Na Suíça, faz vários anos que os insetos chegaram ao mercado (a Confederação foi um dos primeiros países da Europa a comercializá-los): sua venda foi autorizada em 2016 e os dois maiores distribuidores suíços começaram a vendê-los em 2017 (Coop) e 2018 (Migros). Nas prateleiras, é possível encontrar larvas-da-farinha, grilos e gafanhotos que “devem vir de criadouros que atendem aos rigorosos padrões de higiene exigidos pela legislação suíça e que, além disso, devem ter sido inspecionados pelas autoridades competentes no país exportador”, diz o site do Escritório Federal de Segurança Alimentar e Assuntos Veterinários (OSAV).
“Não estamos prontos”
Uma novidade pela qual os consumidores, no entanto, não demonstraram muito interesse, tanto que a Migros decidiu desistir desse nicho de mercado pequeno demais para ser interessante e tirou os insetos de suas prateleiras em 2021. Uma vez que “o impacto da novidade desapareceu, as vendas diminuíram rapidamente”, explica um dos porta-vozes da Migros, Tristan Cerf. Ainda é possível encontrar os produtos da Coop, mas não sabemos qual a sua popularidade: Caspar Frey, responsável pela comunicação da Coop com a mídia, escreve: “Em geral, não comunicamos os números de vendas de produtos individuais”. A demanda por produtos alimentícios à base de insetos, acrescenta ele, “é estável e o retorno dos clientes é positivo. Trata-se, todavia, de produtos de nicho. Desde seu lançamento, temos constantemente ampliado sua variedade e os adaptamos às necessidades dos clientes”.

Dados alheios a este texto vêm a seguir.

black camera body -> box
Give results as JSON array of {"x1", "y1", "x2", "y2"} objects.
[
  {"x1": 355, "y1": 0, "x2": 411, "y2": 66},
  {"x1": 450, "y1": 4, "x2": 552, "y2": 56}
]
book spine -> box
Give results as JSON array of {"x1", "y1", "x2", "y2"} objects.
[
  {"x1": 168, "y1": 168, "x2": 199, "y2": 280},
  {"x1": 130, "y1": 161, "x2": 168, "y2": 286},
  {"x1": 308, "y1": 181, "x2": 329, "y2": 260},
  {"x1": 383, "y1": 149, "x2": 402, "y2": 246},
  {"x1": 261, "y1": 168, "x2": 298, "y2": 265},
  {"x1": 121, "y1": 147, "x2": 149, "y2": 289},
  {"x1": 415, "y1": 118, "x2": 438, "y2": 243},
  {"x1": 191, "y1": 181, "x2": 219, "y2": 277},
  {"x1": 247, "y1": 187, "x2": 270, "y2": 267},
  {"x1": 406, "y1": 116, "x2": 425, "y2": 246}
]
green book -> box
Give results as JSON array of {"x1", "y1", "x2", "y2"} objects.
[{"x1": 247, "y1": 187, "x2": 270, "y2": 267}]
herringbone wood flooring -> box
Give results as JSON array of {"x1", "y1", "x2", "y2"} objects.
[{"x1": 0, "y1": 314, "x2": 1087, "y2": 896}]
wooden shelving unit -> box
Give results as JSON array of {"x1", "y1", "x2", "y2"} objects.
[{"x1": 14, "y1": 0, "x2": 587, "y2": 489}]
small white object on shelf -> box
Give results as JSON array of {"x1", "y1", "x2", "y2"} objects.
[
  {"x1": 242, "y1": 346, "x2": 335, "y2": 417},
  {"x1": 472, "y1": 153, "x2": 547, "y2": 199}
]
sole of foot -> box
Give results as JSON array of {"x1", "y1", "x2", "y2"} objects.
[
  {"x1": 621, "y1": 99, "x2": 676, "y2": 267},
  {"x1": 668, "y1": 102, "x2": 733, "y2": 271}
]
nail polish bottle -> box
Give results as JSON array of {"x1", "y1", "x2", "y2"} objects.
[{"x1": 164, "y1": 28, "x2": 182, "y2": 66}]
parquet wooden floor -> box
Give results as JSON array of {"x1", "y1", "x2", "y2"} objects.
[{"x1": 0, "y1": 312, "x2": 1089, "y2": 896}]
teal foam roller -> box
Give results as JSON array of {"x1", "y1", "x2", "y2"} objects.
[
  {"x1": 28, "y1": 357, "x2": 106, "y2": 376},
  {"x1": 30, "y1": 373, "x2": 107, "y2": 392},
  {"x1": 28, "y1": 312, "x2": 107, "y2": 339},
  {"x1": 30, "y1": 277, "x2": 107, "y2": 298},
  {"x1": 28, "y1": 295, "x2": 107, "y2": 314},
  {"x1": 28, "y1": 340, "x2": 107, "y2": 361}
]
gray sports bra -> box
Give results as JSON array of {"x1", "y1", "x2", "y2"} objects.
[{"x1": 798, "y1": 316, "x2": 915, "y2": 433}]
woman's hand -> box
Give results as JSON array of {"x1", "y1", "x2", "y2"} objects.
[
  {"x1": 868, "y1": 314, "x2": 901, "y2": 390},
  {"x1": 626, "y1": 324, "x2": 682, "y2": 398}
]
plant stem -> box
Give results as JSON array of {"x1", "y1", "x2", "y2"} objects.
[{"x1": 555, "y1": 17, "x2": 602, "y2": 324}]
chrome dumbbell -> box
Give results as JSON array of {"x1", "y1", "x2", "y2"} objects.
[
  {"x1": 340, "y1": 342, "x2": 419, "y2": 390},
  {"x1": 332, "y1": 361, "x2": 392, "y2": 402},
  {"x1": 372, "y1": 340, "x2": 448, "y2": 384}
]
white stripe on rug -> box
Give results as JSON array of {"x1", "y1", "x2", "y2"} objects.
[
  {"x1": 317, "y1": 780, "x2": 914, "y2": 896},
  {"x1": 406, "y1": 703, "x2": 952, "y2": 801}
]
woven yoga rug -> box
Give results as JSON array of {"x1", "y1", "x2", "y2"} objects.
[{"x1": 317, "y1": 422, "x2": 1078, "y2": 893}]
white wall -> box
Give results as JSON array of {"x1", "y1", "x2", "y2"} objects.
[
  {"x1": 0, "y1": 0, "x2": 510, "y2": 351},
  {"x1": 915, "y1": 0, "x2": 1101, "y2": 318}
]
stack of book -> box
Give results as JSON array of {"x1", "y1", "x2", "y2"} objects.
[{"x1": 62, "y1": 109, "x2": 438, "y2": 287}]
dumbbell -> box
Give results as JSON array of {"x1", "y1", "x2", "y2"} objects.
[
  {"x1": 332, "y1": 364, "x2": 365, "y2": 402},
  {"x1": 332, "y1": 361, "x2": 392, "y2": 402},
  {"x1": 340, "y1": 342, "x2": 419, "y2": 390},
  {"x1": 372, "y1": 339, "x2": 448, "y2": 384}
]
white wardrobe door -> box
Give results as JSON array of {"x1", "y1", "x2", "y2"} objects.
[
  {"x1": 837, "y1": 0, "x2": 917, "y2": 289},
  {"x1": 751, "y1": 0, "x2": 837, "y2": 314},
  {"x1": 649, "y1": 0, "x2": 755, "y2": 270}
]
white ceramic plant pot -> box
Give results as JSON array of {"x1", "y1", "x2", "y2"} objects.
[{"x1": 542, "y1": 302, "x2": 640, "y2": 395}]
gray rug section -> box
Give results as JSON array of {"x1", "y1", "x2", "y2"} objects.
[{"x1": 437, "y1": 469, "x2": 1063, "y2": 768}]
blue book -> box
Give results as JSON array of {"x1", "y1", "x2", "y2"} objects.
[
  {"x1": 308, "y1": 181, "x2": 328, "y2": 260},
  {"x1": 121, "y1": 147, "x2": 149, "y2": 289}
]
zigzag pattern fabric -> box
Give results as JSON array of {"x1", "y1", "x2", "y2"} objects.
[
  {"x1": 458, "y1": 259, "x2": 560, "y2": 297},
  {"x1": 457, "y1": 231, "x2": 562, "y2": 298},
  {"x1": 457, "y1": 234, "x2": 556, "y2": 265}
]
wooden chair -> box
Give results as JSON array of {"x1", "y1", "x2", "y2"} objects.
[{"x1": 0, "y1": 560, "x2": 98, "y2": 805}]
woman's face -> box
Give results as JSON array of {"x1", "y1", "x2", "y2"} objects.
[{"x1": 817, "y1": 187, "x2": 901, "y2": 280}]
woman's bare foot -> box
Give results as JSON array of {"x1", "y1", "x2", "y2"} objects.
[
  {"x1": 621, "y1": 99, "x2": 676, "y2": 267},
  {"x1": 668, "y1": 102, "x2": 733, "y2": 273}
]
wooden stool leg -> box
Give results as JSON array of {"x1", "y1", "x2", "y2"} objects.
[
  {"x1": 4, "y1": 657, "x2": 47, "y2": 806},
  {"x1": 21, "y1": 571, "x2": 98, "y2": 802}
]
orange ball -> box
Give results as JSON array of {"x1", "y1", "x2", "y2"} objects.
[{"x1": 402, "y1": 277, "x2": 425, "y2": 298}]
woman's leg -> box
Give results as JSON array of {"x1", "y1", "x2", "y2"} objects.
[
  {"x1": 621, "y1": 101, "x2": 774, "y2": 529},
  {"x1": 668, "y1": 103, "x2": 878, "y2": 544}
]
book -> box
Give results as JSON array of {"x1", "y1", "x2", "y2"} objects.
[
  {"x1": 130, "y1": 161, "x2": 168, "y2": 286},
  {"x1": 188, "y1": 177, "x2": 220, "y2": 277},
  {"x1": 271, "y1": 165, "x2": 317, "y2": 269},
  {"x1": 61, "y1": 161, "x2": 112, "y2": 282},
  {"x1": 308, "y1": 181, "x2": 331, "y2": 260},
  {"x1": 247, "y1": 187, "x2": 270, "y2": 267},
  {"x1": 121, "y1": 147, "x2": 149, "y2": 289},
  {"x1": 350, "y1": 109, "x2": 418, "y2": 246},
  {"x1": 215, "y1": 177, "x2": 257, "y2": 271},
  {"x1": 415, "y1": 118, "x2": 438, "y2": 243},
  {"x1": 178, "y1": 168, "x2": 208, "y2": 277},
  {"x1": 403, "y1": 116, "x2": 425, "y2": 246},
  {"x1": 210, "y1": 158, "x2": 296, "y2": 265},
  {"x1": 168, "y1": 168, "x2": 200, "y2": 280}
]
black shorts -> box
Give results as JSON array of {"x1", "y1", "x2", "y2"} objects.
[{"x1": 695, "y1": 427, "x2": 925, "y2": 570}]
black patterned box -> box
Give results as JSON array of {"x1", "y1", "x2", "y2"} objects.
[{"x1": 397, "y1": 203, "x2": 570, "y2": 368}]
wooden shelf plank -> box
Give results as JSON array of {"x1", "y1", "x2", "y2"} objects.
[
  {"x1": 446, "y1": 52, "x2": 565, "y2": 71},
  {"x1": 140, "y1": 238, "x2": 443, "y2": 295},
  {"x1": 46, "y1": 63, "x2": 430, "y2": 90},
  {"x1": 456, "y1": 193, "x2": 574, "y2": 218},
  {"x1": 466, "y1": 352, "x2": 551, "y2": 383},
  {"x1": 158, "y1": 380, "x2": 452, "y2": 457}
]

Já no momento em que apareceram nas prateleiras das lojas, havia quem não estivesse convencido de que os insetos tinham um lugar na cozinha. Em 2017, o chef Andrea Vertarini declarou aos microfones da Rádio e Televisão Suíça italiana (RSI)Link externo: “Eles certamente terão um futuro na cozinha, mas não de imediato. Levará tempo para que entrem em nossa mentalidade. É uma discussão que teremos por muitos anos”. Uma situação que também é confirmada pela Migros: “Embora o potencial desses alimentos seja muito grande, eles não fazem parte da cultura alimentar suíça”, escreve Cerf, porta-voz da empresa. No momento não há planos para uma mudança de rumo: “Seguimos atentamente o mercado e as tendências alimentares e estamos constantemente desenvolvendo produtos que atendam às expectativas de nossos clientes. Observamos que os alimentos sustentáveis – e particularmente os produtos orgânicos e vegetais – são mais procurados”. E, justamente por causa dessa tendência, a Migros está expandindo cada vez mais a oferta de produtos vegetarianos e sobretudo veganos. Para estes últimos, a empresa criou uma marca especial “que atualmente goza de grande popularidade”.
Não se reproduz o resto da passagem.